Jesus didn’t say anything else. Instead, he bent down and spit on the dust.

“What on earth are you doing?” asked the disciples.

“Hold on,” Jesus said. “I’ve got an idea.”

The blind man sat nearby and silently listened.

Jesus started stirring up the spit, and spitting some more, until he had a good bit of mud. Unexpectedly the blind man felt a warm wet ickyness spread across his eyelids. Inwardly cringing, the man lifted up the sleeve of his robe to wipe off his face. Just another joke at the expense of a blind man. He ought to be used to them by now, he’d been living with them all his life.

“Wait,” Jesus said, and there was such power in his voice that the blind man froze, his arm suspended in the air. “You need to go to the Pool of Siloam to wash that off.”

Maybe because of the tone of voice Jesus used, maybe because of the rumors he had heard about this man called Jesus, and maybe because he couldn’t wait to get away from the disciples which were now snickering in the background, the man turned and ran toward the pool. As he ran, avoiding obstacles along the way, he tried not to let himself hope. But at this point any chance was worth taking.

As he dipped his hand into the pool and wiped the mud away from his eyes, new sensations began to flood his body. How do you explain colors to someone who has lived their life in darkness? How do you explain the dimension of sight to someone who has used their fingertips for eyes? The blind man was flooded with light, and discovered that vision was way better than he had ever imagined.

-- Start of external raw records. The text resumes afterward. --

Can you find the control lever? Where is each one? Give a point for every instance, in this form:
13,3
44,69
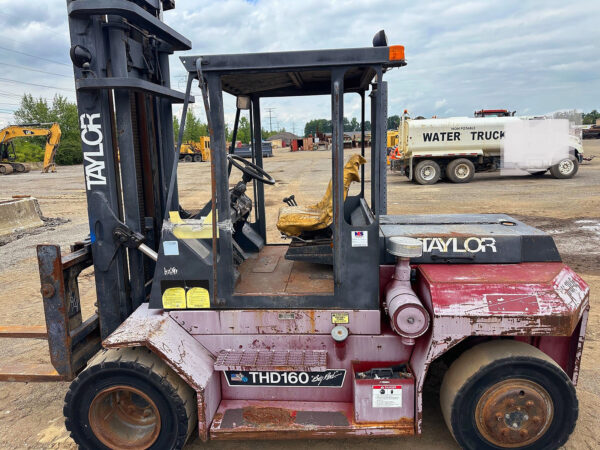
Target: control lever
291,200
132,239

It was well worth the humiliation of the spit, the snickering disciples, and the foolishness of the errand to wash at a certain pool.

Peter and the Fish

The last example I’m going to use is found in Matthew 17. There was a knock at the door. Peter went to answer it.

“Yes,” Peter said, surveying the well dressed men waiting outside.

“We are collecting the temple tax,” they informed him. “Doesn’t your Master pay it?”

“He sure does,” Peter said quickly, not wanting anything to tarnish Jesus’ reputation. “Be right back.”

Peter ran back into the house. “Hey, Jesus,” he called, “some men are here collecting the temple tax.You got it?”

“What do you think, Peter?” Jesus asked. “Do kings collect duty and taxes from their children or from others?”

“From others,” Peter replied, a bit confused at what this had to do with the men waiting outside.

“Then the children are exempt,” Jesus said. “But we don’t want to offend these tax collectors. I don’t have any money now, though. Judas has taken the bag and gone to the market for food.”

“What am I going to tell them, then?”

“Hold on, I’ve got an idea. Go get your fishing pole.”

“You expect me to catch enough fish to sell to pay that tax? I don’t have all day.”

“No, just run over to the lake and catch one fish. It will have a coin in its mouth, enough to pay both our taxes.”

“Alrighty then,” Peter replied, always ready to jump feet first into whatever Jesus suggested. “I’ll be right back.”

Peter had forgotten about the men waiting outside. As he ran by with his fishing pole slung over his shoulder, he called to them, “Oh, hold on, we’ve got an idea.”

The men looked at each other, sure that Peter had gone insane. But he caught just one fish, and that fish had the promised money right in its mouth.

You, Me, and the Guy Next Door

So what does this have to do with us? If you find yourself in a fix, or boxed in a corner with no more options, or simply looking for something better in life, you need to take it up with God.

You may very well hear Him say, “Hold on, I’ve got an idea.” It may make no sense, and you might not want to go along, but believe me, it will be the adventure of your life. And the results will be more than you could ever have imagined.